Karena itu, peran pengawas ketenagakerjaan menjadi ujung tombak sebagai penguatan perlindungan tenaga kerja dan pembangunan ketenagakerjaan.
Namun lanjut dia, kedudukan pengawas ketenagakerjaan dalam aturan di beberapa undang-undang, posisinya berbeda-beda.

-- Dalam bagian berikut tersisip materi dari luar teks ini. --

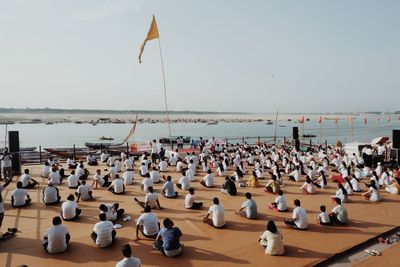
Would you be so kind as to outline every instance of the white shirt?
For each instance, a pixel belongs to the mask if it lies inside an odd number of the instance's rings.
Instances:
[[[157,200],[158,200],[158,194],[157,193],[150,193],[149,192],[144,197],[144,203],[147,203],[147,205],[149,205],[150,208],[152,208],[152,209],[157,207]]]
[[[89,191],[90,191],[90,186],[88,186],[87,184],[80,185],[77,190],[77,192],[81,194],[82,200],[90,199]]]
[[[68,234],[68,228],[64,225],[53,225],[47,229],[44,234],[47,237],[47,251],[49,253],[59,253],[67,249],[67,240],[65,236]]]
[[[133,184],[133,171],[126,171],[122,175],[122,178],[124,178],[124,183],[125,184]]]
[[[142,266],[142,262],[139,258],[124,258],[123,260],[117,262],[115,267],[140,267]]]
[[[143,185],[143,191],[148,193],[149,192],[148,188],[150,186],[153,186],[153,180],[149,177],[146,177],[142,180],[142,185]]]
[[[306,229],[308,227],[307,213],[302,207],[295,207],[293,209],[292,218],[295,219],[294,223],[299,229]]]
[[[32,177],[29,174],[26,173],[22,174],[21,177],[19,178],[19,181],[22,183],[22,187],[27,186],[31,178]]]
[[[212,205],[208,210],[212,214],[212,221],[215,227],[222,227],[225,225],[225,210],[221,205]]]
[[[153,180],[153,183],[158,183],[160,181],[160,174],[158,171],[151,171],[150,178]]]
[[[143,232],[146,235],[155,235],[160,230],[158,228],[158,218],[153,212],[143,213],[137,220],[136,225],[143,225]]]
[[[57,189],[54,186],[49,186],[44,189],[44,203],[54,203],[57,201]]]
[[[182,176],[179,179],[179,184],[181,184],[183,190],[189,190],[189,188],[190,188],[189,177],[187,177],[186,175]]]
[[[68,187],[77,187],[79,182],[79,177],[76,174],[71,174],[68,176]]]
[[[114,224],[110,221],[101,221],[94,225],[93,232],[97,234],[96,245],[99,247],[107,247],[112,242],[112,231]]]
[[[26,196],[28,195],[27,191],[22,188],[17,188],[12,192],[12,197],[14,198],[14,206],[23,206],[25,205]]]
[[[287,205],[286,205],[286,198],[284,196],[277,196],[275,198],[276,207],[278,210],[286,210]]]
[[[161,161],[158,164],[158,167],[160,168],[160,171],[162,171],[162,172],[168,171],[168,163],[165,160]]]
[[[61,210],[63,213],[64,219],[72,219],[76,215],[76,209],[78,208],[78,204],[75,201],[67,200],[61,205]]]
[[[207,174],[204,176],[203,181],[206,183],[207,187],[214,186],[214,176],[212,174]]]
[[[190,209],[193,207],[194,196],[191,194],[187,194],[185,197],[185,208]]]

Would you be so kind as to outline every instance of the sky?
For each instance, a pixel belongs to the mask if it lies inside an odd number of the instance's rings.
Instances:
[[[400,1],[0,0],[0,106],[399,110]]]

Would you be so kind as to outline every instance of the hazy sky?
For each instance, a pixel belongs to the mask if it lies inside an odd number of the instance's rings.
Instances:
[[[0,0],[2,107],[398,110],[400,1]]]

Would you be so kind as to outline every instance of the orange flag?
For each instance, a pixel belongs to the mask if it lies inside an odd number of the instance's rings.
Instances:
[[[151,25],[150,25],[149,32],[147,33],[147,37],[146,37],[146,39],[144,39],[143,44],[140,47],[139,63],[142,63],[142,53],[143,53],[144,46],[146,45],[147,41],[150,41],[150,40],[153,40],[153,39],[157,39],[159,37],[160,36],[158,34],[158,27],[157,27],[156,18],[153,15],[153,20],[151,21]]]

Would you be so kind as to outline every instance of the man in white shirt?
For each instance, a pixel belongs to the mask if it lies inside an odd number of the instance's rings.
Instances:
[[[147,167],[146,163],[142,162],[142,165],[140,165],[140,170],[139,170],[140,176],[146,177],[148,173],[149,173],[149,167]]]
[[[68,188],[70,189],[77,189],[80,186],[79,177],[75,174],[75,170],[71,171],[70,176],[67,178]]]
[[[57,171],[56,167],[51,169],[51,173],[49,174],[48,184],[52,183],[54,186],[60,185],[62,182],[62,177],[60,173]]]
[[[68,228],[61,223],[59,216],[54,217],[53,226],[48,228],[44,234],[42,245],[48,253],[61,253],[68,249],[70,235]]]
[[[22,183],[17,183],[17,189],[15,189],[11,194],[11,205],[14,208],[20,208],[28,206],[31,203],[31,198],[28,192],[22,188]]]
[[[140,267],[142,266],[142,262],[139,258],[132,257],[132,249],[129,244],[125,244],[122,247],[122,254],[124,255],[124,259],[117,262],[115,267]]]
[[[118,174],[115,175],[115,179],[108,188],[108,191],[116,195],[122,195],[123,193],[125,193],[124,180],[122,180]]]
[[[43,203],[46,205],[56,205],[60,203],[61,197],[58,188],[51,183],[43,189]]]
[[[182,172],[182,177],[179,179],[179,182],[176,184],[176,187],[182,190],[189,190],[190,181],[189,177],[186,176],[185,172]]]
[[[61,218],[64,221],[74,221],[78,219],[82,210],[78,208],[78,204],[75,202],[75,197],[73,194],[69,194],[67,201],[61,205]]]
[[[136,222],[136,239],[139,239],[139,231],[147,238],[155,239],[160,231],[160,223],[157,216],[151,212],[150,206],[144,207],[144,213]]]
[[[105,213],[100,213],[99,219],[100,222],[96,223],[93,227],[91,237],[97,246],[106,248],[114,242],[117,232],[114,230],[114,224],[107,221]]]
[[[133,184],[133,169],[127,169],[122,175],[122,178],[124,179],[125,185]]]
[[[208,210],[203,222],[214,226],[215,228],[224,228],[226,225],[224,207],[219,204],[219,199],[217,197],[213,199],[213,203],[214,205],[212,205]],[[212,215],[212,219],[208,218],[210,215]]]
[[[153,167],[153,170],[150,172],[150,178],[153,180],[153,183],[160,182],[160,173],[157,171],[156,167]]]
[[[212,175],[210,169],[207,171],[207,174],[204,176],[204,178],[200,182],[200,184],[202,186],[207,187],[207,188],[213,188],[214,187],[214,176]]]
[[[185,197],[185,208],[198,210],[203,206],[203,202],[196,202],[194,197],[194,188],[189,189],[189,193]]]
[[[146,174],[145,178],[142,180],[142,184],[140,185],[140,188],[148,193],[149,192],[149,187],[153,186],[153,179],[150,178],[150,174]]]
[[[19,181],[22,183],[22,188],[24,189],[32,189],[36,185],[39,185],[39,183],[29,174],[29,169],[24,170],[24,174],[21,175]]]
[[[285,219],[286,225],[291,226],[298,230],[305,230],[308,227],[307,213],[305,209],[300,207],[300,200],[294,200],[295,208],[293,209],[292,219]]]
[[[83,180],[82,184],[78,187],[78,190],[75,192],[75,196],[78,197],[76,202],[82,200],[93,200],[92,191],[90,190],[90,186],[86,184],[86,181]]]
[[[158,207],[158,209],[162,209],[160,205],[160,201],[158,200],[158,194],[154,192],[154,189],[152,186],[148,187],[148,193],[144,197],[144,202],[139,201],[136,197],[134,198],[136,203],[139,204],[142,208],[145,206],[149,206],[152,209],[155,209]]]
[[[168,171],[167,161],[164,158],[162,158],[160,163],[158,164],[158,167],[160,169],[160,172],[167,172]]]

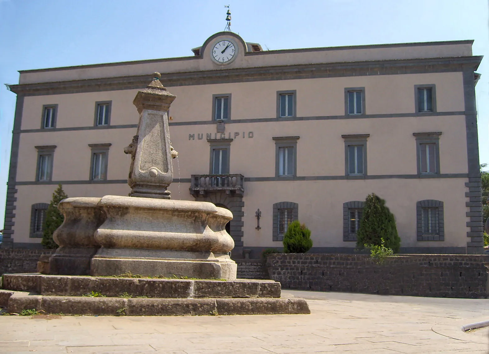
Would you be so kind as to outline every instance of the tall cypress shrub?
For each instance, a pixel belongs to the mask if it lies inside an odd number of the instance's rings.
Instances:
[[[384,246],[399,252],[400,238],[396,227],[394,214],[385,206],[385,201],[372,193],[365,199],[360,227],[356,232],[356,246],[362,249],[365,245]]]
[[[46,210],[46,218],[44,221],[44,231],[43,232],[43,239],[41,244],[45,248],[58,248],[58,245],[53,239],[53,233],[61,224],[63,224],[65,217],[63,214],[58,210],[58,204],[63,199],[68,197],[68,196],[63,190],[61,184],[58,185],[58,188],[53,193],[53,198],[49,203],[49,206]]]
[[[284,251],[287,253],[303,253],[312,247],[311,230],[297,220],[292,221],[284,234]]]

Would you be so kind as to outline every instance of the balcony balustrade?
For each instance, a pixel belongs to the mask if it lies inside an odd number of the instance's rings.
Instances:
[[[208,193],[224,191],[242,197],[244,181],[242,174],[193,174],[190,194],[197,198],[205,196]]]

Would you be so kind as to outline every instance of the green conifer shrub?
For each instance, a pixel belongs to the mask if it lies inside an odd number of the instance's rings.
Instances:
[[[303,253],[312,247],[311,230],[299,221],[292,221],[289,225],[284,235],[284,252],[288,253]]]
[[[365,199],[356,232],[357,247],[363,249],[365,245],[383,245],[394,253],[399,252],[400,247],[394,214],[385,206],[385,201],[373,193]]]
[[[53,239],[53,233],[54,231],[59,228],[63,220],[64,217],[59,210],[58,210],[58,204],[63,199],[68,197],[68,196],[63,190],[61,185],[58,185],[58,188],[53,193],[53,199],[49,203],[49,206],[47,207],[46,210],[46,218],[44,221],[44,230],[43,232],[43,239],[41,241],[41,244],[47,249],[58,248],[58,245]]]

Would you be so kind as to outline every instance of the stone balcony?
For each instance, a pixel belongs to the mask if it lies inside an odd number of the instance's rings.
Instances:
[[[242,174],[193,174],[190,180],[190,194],[196,198],[222,191],[243,197],[244,191]]]

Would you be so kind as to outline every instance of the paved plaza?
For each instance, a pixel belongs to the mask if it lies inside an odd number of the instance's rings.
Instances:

Misalnya di UU Ketenagakerjaan disebutkan kedudukan pengawas berada di provinsi dan kabupaten/kota, berbeda dengan pengaturan di UU nomor 21 tahun 2003 tentang Pengesahan Konvensi ILO No. 81 Mengenai Pengawasan Ketenagakerjaan dalam Industri dan Perdanganan yang menyebutkan kedudukan pengawas ketenagakerjaan berada di pusat.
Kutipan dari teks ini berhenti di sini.